George is a long-time Linux professional. He’s a big fan of Red Hat and was happy to share a few of his system admin job search secrets for the benefit of Dice readers.
Now in his mid-fifties, George bought his first real computer in 1988, 5.25-inch floppies and all. Throughout the 1990s, he worked for various Mom and Pop computer stores. He switched to Red Hat 6 in 1998, and has worked for four different Fortune 500 companies and a string of smaller outfits. He currently has the title of Senior Linux Administrator and makes somewhere around $90,000.
George has worked his way up from building i386s and soldering circuit boards to working with EMC storage, VMWare and Red Hat. He’s certainly optimistic about a future with Linux.
One of George’s best pieces of advice for the prospective Linux system admin is to absolutely know your technical topics. You’ll be asked hard questions about such things as Linux email, fiber-channel, logical volume manager and so on. Simply building a system in your basement isn’t enough to get a job, he notes, although it’s a great way to get started from scratch if that’s what you need to do. Today it’s difficult to find good, qualified people, so if you’re good, you’ll get calls from recruiters on a regular basis.

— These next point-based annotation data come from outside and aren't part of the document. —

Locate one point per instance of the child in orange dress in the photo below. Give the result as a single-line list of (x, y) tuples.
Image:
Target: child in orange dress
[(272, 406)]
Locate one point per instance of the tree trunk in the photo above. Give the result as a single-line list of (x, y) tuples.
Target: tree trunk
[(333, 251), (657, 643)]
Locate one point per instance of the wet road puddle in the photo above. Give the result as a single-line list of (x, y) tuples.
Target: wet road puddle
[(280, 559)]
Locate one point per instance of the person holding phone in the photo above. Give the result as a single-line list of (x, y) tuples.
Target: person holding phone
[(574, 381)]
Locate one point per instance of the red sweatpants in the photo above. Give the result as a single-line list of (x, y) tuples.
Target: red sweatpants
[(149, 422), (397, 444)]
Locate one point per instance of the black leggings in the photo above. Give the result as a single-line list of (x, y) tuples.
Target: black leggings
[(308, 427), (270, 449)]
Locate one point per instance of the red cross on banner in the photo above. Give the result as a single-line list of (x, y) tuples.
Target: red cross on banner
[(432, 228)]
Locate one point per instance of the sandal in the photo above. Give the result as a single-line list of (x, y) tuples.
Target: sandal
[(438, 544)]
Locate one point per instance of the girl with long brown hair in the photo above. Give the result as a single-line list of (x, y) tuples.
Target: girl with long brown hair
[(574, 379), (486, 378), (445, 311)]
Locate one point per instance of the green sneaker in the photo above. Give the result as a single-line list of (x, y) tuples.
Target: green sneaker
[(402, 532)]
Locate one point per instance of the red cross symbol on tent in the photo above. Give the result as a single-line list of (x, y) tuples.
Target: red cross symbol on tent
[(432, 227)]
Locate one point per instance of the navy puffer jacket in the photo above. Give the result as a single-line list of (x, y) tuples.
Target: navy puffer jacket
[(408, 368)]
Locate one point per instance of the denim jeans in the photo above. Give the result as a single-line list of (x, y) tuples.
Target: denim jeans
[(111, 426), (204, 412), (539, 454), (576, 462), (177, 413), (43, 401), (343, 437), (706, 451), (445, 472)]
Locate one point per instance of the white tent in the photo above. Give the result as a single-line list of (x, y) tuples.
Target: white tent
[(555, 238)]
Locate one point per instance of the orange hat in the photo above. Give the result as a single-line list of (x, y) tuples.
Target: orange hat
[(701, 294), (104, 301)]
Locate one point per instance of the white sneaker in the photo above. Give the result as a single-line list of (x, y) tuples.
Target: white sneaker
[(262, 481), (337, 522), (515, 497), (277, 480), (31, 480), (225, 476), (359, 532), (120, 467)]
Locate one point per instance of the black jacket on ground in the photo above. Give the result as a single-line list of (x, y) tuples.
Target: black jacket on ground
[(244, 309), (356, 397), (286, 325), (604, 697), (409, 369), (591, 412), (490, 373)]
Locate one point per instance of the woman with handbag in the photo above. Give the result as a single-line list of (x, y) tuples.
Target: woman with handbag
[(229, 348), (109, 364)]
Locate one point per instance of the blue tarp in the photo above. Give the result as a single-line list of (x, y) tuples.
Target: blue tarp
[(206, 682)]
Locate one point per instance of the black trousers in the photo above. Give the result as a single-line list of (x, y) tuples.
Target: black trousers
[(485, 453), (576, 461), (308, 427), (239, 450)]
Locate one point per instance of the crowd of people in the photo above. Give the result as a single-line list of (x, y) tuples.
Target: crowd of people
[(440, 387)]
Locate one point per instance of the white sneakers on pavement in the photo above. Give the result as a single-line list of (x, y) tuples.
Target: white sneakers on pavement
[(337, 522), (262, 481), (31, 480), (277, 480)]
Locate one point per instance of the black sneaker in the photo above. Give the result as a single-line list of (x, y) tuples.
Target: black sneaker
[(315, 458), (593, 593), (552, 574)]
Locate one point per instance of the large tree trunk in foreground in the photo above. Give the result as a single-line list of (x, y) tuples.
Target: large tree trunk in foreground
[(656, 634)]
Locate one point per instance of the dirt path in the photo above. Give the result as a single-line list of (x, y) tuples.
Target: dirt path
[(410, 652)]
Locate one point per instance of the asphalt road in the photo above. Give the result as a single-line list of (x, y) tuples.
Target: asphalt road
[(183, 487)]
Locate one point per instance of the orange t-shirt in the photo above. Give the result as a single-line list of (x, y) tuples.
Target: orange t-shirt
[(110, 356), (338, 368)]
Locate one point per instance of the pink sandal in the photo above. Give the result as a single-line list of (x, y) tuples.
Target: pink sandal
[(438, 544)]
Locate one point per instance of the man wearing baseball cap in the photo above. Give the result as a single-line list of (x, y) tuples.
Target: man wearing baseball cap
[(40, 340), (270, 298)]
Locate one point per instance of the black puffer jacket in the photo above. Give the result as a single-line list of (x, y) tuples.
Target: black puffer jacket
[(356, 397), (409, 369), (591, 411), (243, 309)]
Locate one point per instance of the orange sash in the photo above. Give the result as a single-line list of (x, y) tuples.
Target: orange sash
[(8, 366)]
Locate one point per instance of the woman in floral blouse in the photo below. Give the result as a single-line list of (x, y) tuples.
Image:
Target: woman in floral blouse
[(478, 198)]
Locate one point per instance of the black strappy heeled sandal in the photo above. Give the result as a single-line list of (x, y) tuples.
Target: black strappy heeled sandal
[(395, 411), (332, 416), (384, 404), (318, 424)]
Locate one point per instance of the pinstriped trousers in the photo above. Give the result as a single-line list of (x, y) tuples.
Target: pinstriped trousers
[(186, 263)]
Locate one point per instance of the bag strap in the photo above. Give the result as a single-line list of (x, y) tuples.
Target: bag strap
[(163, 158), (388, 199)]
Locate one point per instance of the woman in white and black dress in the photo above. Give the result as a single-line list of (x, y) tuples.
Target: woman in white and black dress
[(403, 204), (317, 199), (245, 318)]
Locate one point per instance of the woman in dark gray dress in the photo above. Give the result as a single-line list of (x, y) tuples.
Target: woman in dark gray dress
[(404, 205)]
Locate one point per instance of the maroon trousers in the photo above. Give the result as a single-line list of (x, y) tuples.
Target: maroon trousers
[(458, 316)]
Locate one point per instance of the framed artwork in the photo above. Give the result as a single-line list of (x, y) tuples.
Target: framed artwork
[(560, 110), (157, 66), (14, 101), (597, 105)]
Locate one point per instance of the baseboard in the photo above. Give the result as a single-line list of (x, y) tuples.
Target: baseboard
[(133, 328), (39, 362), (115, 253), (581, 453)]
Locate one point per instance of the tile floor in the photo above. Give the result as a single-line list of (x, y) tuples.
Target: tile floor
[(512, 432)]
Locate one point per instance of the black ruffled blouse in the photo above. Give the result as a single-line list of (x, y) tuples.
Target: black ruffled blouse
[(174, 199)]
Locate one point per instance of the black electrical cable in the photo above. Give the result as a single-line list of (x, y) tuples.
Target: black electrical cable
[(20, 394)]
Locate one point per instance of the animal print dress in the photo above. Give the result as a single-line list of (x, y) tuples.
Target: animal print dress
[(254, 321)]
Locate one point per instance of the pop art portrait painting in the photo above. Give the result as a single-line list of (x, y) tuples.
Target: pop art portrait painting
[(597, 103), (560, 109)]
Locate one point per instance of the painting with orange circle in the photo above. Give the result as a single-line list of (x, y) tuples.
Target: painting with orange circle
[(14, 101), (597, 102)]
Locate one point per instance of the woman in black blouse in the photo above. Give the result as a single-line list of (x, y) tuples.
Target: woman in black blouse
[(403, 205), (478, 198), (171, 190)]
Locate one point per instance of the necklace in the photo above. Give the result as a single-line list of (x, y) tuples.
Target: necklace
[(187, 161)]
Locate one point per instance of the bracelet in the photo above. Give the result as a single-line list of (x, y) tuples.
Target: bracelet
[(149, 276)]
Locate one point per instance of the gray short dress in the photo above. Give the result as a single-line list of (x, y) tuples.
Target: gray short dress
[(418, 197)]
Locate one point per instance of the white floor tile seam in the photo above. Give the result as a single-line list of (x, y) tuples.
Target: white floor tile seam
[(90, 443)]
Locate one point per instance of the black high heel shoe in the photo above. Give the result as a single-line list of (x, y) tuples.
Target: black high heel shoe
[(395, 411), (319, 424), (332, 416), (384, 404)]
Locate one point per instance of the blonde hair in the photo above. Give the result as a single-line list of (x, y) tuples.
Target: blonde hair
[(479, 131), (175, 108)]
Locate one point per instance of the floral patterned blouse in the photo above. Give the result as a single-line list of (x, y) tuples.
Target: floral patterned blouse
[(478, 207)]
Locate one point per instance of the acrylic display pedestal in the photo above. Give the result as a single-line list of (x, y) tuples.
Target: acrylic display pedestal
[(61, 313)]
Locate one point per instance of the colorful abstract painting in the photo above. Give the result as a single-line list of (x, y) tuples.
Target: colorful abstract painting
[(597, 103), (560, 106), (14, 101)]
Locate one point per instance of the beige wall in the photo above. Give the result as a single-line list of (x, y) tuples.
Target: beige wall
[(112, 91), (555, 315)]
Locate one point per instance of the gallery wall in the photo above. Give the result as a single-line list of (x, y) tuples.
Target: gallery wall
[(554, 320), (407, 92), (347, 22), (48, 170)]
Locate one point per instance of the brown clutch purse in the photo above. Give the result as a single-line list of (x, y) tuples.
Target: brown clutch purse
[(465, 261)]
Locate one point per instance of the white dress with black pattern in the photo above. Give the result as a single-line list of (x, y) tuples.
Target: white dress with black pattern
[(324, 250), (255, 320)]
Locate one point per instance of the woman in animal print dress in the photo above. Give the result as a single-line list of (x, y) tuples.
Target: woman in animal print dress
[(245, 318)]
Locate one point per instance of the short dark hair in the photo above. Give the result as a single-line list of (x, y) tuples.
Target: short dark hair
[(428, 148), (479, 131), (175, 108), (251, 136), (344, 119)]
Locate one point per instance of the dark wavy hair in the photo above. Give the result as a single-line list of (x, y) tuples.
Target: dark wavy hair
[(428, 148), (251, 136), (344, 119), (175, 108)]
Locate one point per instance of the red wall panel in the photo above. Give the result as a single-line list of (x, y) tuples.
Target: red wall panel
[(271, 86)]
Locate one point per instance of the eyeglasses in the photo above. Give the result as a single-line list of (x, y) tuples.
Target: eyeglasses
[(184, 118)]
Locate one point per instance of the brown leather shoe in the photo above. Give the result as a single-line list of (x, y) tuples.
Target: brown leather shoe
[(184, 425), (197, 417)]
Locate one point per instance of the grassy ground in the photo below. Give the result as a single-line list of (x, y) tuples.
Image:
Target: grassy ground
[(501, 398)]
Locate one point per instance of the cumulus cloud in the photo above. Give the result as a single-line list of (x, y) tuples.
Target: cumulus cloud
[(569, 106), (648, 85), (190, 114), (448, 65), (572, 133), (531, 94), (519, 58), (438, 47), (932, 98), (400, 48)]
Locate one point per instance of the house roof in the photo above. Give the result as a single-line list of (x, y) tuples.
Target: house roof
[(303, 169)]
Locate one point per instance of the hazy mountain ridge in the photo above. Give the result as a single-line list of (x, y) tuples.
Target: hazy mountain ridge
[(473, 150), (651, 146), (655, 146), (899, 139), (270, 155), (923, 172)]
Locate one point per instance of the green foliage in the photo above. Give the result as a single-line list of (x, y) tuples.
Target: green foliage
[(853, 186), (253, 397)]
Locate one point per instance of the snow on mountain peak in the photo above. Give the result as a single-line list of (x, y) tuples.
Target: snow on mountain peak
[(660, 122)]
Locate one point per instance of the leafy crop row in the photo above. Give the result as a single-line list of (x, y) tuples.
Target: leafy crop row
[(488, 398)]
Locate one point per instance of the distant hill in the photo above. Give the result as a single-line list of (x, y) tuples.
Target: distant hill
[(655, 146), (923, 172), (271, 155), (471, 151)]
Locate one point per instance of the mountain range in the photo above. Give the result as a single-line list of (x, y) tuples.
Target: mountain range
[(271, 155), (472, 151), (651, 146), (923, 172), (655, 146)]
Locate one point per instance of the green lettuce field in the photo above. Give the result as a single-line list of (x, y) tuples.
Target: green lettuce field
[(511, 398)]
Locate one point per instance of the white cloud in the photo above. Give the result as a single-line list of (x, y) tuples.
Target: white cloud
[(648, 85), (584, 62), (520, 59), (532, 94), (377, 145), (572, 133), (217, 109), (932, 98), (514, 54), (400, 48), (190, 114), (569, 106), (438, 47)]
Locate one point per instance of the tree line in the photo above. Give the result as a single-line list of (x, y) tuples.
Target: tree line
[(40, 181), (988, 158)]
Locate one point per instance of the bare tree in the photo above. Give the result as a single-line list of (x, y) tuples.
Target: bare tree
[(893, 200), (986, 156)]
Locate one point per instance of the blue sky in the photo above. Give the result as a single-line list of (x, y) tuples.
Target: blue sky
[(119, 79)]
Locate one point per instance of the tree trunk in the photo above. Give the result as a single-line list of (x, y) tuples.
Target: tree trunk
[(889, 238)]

George also recommends that you study and pass the Red Hat exams. They’re tough and prove your knowledge. George spent over $3,000 of his own money to prepare for and take the RH133 exam (the consulting company he worked for wouldn’t pay for it). He was glad he did, because the next job he landed involved Red Hat Enterprise Linux 3 and 4 exclusively, at double his old rate. Without the certs, the job would have been out of reach.
In addition, George says that bash, vi, and self-confidence are very important.
Lastly, George believes that if you really want a job, leave Ubuntu, Solaris, HP UX, and AIX at the door. There are positions for Ubuntu, but they’re few and far between. The real positions are SUSE and Red Hat, mostly Red Hat-based.
Being an in-demand senior Linux administrator requires a lot of commitment. The best way to get that well-paying job is to absolutely know the technical material. Get some reputable (tough, comprehensive) certifications, be well versed in bash and vi, then acquire the self-confidence to do the job.
George’s final words of wisdom: “Think, eat and sleep Red Hat”.